L' article 3 prévoit la mise en place d'un étiquetage « animal abattu au titre d'un régime dérogatoire » sur la viande réformée ou disqualifiée. Il s'agit de la viande issue de parties non consacrées (notamment les quartiers arrière d'animaux abattus puisque le rite casher ne consacre que l'avant), ou de la viande réformée après inspection (par exemple quand les poumons s'avèrent perforés, la viande n'est finalement pas consacrée et labellisée). Cette viande est réintroduite pour des raisons économiques dans la filière conventionnelle et mise sur le marché. Elle devrait donc être traçable (via un étiquetage) pour que les consommateurs soient informés et libres de choisir une viande issue ou non d'un abattoir où l'étourdissement est la règle.

L' article 4 propose de réduire de quatre à deux ans l'expérimentation sur les abattoirs mobiles prévue à l'article 73 de la loi EGALIM. Le transport vers l'abattoir est souvent source de stress pour l'animal et de contraintes pour son éleveur. Ce dispositif a fait ses preuves à l'étranger, en Allemagne et en Hongrie notamment et nécessiterait une généralisation rapide.

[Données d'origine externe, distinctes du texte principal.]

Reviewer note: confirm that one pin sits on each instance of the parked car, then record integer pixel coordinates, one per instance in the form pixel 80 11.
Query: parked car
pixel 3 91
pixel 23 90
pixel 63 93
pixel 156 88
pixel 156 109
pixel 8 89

L' article 5 prévoit le respect de l'annexe I du règlement européen (CE) n° 1/2005 du 22 décembre 2004, qui met en place un certain nombre de normes à respecter en matière de transport d'animaux à visée industrielle.

L' article 6 instaure la limitation de la durée de transport. Il prévoit également l'interdiction du transport des femelles gestantes au-delà des deux tiers de la période de gestation.

L' article 7 interdit plusieurs pratiques cruelles sur les porcs en élevage, actuellement courantes dans nos abattoirs : la caudectomie, la castration à vif et l'étourdissement au dioxyde de carbone.

Les articles 8 et 9 instaurent diverses dispositions venant améliorer le traitement accordé aux volailles dans les abattoirs, en interdisant notamment le broyage des poussins et des canetons, ainsi que l'étourdissement des volailles par électronarcose.

L' article 10 prévoit la fin de l'élevage en cage des lapins. Les cages grillagées sont en effet une source avérée de stress, d'inconfort permanent, de blessures et d'obstacles à l'expression du comportement naturel de ces animaux.

L' article 11 prévoit l'interdiction de toute nouvelle extension et de toute construction nouvelle ou réaménagée d'élevage n'offrant pas d'accès au plein air aux animaux, ainsi que la fermeture de telles structures déjà existantes.

L' article 12 propose un moratoire sur l'élevage intensif avec interdiction définitive au 31 décembre 2025.

Enfin, les articles 13 et 14 comportent des dispositions diverses de mise en application de la présente proposition de loi.